SELinux was added to Linux to give it additional security measures beyond what it inherited From Unix. By default many of the Linux distros such as Fedora have SELinux built into their kernels and enabled upon install.
The issue is that SELinux can be so restricting and obsessive about curbing malicious activity that it can also hinder normal operations leading to server stress or errors. Having been bitten by SELinux multiple times, I have vowed to deactivate it every time I install Linux on a host. The one time I forgot to disable it, the Varnish server I have setup for my company nearly died taking the company's web site along for the ride. Looking inside the messages file, this arcane message is what I saw in prodigious numbers:
setroubleshoot: SELinux is preventing irqbalance from mmap_zero access on the memprotect Unknown. For complete SELinux messages. run sealert -l efce…
I know the security sticklers would accuse me of not setting up SELinux correctly and for the record SELinux is very configurable. But my most favorite setting for SELinux is disabling it in the /etc/selinux/config file by setting SELINUX=disabled.

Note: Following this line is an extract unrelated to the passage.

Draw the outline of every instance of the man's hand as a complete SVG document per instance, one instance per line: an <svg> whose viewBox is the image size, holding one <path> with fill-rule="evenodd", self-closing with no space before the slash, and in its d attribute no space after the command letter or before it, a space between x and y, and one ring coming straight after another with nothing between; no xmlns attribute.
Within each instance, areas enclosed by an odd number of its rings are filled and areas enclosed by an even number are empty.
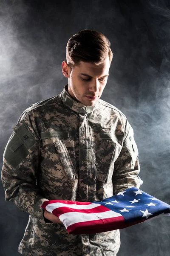
<svg viewBox="0 0 170 256"><path fill-rule="evenodd" d="M62 224L62 222L61 221L58 217L55 216L55 215L53 215L53 214L51 212L48 212L46 210L44 211L44 216L45 218L47 218L49 221L52 221L54 223Z"/></svg>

I don't have the time nor the inclination to learn SELinux's every minutia, which may or may not protect my hosts completely anyways. The old fashion file permissions, file ownership, suexec, sudo, suid, running daemons with least privilege, and a good dose of firewalling is good enough for me. Feel free to disagree.
I am trying to learn to live with Selinux - I understand why it should be there, but every time I am aware of it - it is simply getting in the way of what I am trying to acheive and hasn't once prevented an intrusion. The problem is that the selinux-policy guy is pretty unpleasant about it - leading to people to disable selinux.